The main difference between the sides will be the reaction to loss. Australia have quality cricket in their recent past, played for the last two years with only the visit to the UAE eighteen months ago as a shadow and based their confidence for Lords on that. England, by contrast, have been a side disturbed by volatile and/or damaged personalities, a captain low on the transfer of personal strengths to building confidence in his players and eventual changes to a management which had let rumblings fester. Andrew Strauss has put an end to it and Trevor Bayliss is the right man for the new direction but not in this series. England have played like losers for too long to break the habit and this loss at Lords, coming so immediately after such hope, will damage them and send them back along the well-worn paths of the last three years of ordinary cricket.
Australia don't leave Lords without at least one worry and some thinking to do on selection. The series isn't over and Chris Rogers retirement from the crease in the first overs of the last morning are a real concern. Dizzy spells so soon after a concussion, despite his apparent recovery during the rest of the day, are not to be taken lightly. Two weeks should not be enough time to ensure his health, nor a zeal to win again in Birmingham convincing enough reason for him to play. Shaun Marsh will want a long bat at Derby to make it easier for Rogers and the selectors to retain common sense.

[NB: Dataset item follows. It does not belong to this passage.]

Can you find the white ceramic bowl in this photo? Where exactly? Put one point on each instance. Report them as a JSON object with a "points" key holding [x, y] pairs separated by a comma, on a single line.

|Haddin - a man of honour|
The ability to bat without responsibility and have a free swing at the ball in Australia's second innings will have done Michael Clarke the world of good. Voges needs some runs but both are likely to play a big innings sometime before August is exhausted. There is little else to tamper with.
thecricketragic, having sung these tunes before Cardiff, is mightily pleased to have had the Australians play true to form at Lords.
Now in the next day, I need is a good night's sleep, a strong cup of coffee and the company of some English friends.